Qira’at Al-Qur’an: Definisi, Sejarah, dan Kaidah Bacaan yang Benar
TATSQIF ONLINE – Al-Qur’an adalah kitab suci umat Islam yang terjaga keasliannya, baik dari segi lafaz maupun makna. Keotentikan ini didukung oleh periwayatan yang mutawatir, baik dalam bentuk hafalan maupun tulisan. Sebagai wahyu Allah, Al-Qur’an tidak bisa dilepaskan dari aspek qira’at, karena secara etimologi, kata Al-Qur’an sendiri berarti “bacaan” atau “yang dibaca.”

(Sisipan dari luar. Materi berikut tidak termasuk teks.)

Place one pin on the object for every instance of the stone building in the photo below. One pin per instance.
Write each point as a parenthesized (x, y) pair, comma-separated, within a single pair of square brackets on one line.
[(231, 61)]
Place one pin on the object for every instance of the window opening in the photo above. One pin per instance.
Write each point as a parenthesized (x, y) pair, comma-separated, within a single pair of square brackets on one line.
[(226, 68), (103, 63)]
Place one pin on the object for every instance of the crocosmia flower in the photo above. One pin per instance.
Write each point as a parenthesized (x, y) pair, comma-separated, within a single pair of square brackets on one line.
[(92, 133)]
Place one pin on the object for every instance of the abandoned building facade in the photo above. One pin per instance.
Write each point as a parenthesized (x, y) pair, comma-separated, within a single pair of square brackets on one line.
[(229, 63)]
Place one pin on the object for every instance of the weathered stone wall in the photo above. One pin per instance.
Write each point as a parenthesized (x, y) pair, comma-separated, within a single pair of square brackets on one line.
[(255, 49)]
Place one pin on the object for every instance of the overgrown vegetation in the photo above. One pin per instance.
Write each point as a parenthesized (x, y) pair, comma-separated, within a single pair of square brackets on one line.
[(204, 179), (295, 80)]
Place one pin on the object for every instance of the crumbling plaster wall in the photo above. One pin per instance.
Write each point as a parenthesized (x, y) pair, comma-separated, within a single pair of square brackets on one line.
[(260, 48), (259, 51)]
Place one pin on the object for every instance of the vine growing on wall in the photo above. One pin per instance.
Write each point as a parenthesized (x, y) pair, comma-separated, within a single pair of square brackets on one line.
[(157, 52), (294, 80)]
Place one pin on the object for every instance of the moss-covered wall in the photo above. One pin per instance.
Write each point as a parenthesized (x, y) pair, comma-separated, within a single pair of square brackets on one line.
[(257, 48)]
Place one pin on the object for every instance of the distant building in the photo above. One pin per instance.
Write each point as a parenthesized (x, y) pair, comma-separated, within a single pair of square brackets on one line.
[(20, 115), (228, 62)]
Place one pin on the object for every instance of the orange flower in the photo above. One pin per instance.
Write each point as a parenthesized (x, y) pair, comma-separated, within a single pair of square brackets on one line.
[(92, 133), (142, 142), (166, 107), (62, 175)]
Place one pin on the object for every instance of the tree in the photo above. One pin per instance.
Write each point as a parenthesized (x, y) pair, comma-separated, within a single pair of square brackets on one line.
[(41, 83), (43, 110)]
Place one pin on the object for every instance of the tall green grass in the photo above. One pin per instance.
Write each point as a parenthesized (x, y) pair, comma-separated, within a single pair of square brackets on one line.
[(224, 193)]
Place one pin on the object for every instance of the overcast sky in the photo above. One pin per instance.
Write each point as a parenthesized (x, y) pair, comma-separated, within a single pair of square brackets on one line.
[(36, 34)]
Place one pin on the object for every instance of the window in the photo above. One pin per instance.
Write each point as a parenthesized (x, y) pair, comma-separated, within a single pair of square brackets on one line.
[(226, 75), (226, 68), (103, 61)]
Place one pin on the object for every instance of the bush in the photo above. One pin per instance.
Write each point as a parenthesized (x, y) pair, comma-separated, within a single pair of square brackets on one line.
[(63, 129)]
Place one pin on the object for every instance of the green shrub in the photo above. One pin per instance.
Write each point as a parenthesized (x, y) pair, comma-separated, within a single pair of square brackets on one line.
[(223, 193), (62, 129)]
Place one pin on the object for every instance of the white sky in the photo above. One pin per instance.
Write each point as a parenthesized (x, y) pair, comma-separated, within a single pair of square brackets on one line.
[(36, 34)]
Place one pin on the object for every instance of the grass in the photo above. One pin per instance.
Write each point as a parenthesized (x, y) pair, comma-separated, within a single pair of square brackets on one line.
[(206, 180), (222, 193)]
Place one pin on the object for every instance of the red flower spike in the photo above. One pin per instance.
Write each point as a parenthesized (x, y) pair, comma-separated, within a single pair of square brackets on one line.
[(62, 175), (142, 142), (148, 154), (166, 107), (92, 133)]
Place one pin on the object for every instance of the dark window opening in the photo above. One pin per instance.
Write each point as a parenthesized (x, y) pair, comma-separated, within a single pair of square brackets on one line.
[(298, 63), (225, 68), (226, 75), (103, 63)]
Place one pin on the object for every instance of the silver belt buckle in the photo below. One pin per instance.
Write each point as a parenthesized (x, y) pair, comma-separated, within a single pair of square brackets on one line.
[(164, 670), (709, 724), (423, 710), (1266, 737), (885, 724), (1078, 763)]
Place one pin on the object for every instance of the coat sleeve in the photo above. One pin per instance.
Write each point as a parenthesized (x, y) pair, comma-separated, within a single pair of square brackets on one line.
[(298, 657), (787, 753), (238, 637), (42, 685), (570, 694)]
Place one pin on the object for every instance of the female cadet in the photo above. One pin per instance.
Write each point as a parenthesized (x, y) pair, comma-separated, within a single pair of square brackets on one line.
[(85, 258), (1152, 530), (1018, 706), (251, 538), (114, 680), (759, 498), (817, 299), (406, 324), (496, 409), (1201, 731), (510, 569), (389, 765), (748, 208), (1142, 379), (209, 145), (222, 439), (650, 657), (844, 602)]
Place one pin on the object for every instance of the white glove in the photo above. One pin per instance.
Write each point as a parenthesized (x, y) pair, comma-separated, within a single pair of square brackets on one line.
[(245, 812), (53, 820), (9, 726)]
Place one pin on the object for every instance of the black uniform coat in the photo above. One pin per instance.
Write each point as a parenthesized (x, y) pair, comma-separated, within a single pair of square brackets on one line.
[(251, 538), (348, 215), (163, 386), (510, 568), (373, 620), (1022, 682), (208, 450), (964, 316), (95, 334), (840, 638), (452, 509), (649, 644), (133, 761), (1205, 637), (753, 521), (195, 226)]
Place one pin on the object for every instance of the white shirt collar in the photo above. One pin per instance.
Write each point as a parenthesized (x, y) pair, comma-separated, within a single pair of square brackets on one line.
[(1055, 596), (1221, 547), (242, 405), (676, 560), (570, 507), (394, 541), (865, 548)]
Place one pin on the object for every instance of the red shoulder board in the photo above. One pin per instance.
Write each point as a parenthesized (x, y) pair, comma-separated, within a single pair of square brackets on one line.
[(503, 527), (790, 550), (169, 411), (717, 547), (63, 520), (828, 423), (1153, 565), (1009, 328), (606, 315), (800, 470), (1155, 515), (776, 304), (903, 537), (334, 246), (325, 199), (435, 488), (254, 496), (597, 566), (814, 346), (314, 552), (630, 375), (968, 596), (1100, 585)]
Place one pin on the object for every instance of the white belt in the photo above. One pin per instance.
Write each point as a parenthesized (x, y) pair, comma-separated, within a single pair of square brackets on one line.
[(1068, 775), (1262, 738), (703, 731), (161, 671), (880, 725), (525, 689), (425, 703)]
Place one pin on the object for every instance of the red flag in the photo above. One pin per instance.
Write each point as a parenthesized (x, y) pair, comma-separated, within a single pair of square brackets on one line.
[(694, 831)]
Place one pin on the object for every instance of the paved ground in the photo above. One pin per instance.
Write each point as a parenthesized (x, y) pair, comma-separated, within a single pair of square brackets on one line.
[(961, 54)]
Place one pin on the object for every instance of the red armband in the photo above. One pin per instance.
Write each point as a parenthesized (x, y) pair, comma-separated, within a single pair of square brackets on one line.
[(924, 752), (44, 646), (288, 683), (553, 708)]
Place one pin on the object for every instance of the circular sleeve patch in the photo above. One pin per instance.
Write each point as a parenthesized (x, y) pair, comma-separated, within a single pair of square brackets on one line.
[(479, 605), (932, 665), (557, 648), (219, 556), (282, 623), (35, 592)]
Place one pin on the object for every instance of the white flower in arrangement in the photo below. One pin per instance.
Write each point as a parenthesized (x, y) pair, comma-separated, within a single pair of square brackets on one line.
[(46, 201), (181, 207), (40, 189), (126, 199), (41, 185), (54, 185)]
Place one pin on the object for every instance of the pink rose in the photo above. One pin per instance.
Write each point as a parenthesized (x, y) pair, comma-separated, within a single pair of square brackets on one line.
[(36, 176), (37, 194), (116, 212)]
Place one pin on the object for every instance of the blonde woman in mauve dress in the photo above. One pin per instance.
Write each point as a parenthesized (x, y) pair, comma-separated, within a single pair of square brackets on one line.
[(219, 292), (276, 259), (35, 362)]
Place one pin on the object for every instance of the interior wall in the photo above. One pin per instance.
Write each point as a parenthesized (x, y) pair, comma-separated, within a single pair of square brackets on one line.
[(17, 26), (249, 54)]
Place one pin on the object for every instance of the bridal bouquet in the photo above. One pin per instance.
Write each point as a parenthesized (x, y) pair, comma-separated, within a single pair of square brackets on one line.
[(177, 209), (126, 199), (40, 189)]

Ilmu qira’at berkembang dari Rasulullah ﷺ kepada para sahabat, kemudian diteruskan kepada tabi’in dan generasi selanjutnya. Namun, dalam perkembangannya, muncul perbedaan dalam cara membaca Al-Qur’an yang menyebabkan perdebatan di kalangan umat Islam, terutama setelah Islam menyebar ke berbagai wilayah dengan dialek yang berbeda.
Pada masa Khalifah Utsman bin Affan, perbedaan ini mencapai titik krisis, bahkan menimbulkan saling menyalahkan dan hampir mengarah pada pengkafiran satu sama lain. Menyadari dampaknya yang berpotensi memecah belah umat, Khalifah Utsman melakukan standarisasi mushaf berdasarkan dialek Quraisy. Mushaf hasil kodifikasi ini kemudian disebarkan ke berbagai wilayah, sedangkan mushaf lain yang berbeda diperintahkan untuk dibakar. Kebijakan ini menuai pro dan kontra, tetapi pada akhirnya berhasil menyatukan umat Islam dalam satu bacaan standar.
Seiring perkembangan zaman, terutama dalam era digital saat ini, pemahaman tentang qira’at dan sistem qira’at yang benar menjadi semakin penting untuk disebarkan secara luas agar tidak hilang ditelan waktu. Informasi mengenai qira’at perlu dikelola dengan baik sebagai bagian dari strategi dakwah Islam yang efektif.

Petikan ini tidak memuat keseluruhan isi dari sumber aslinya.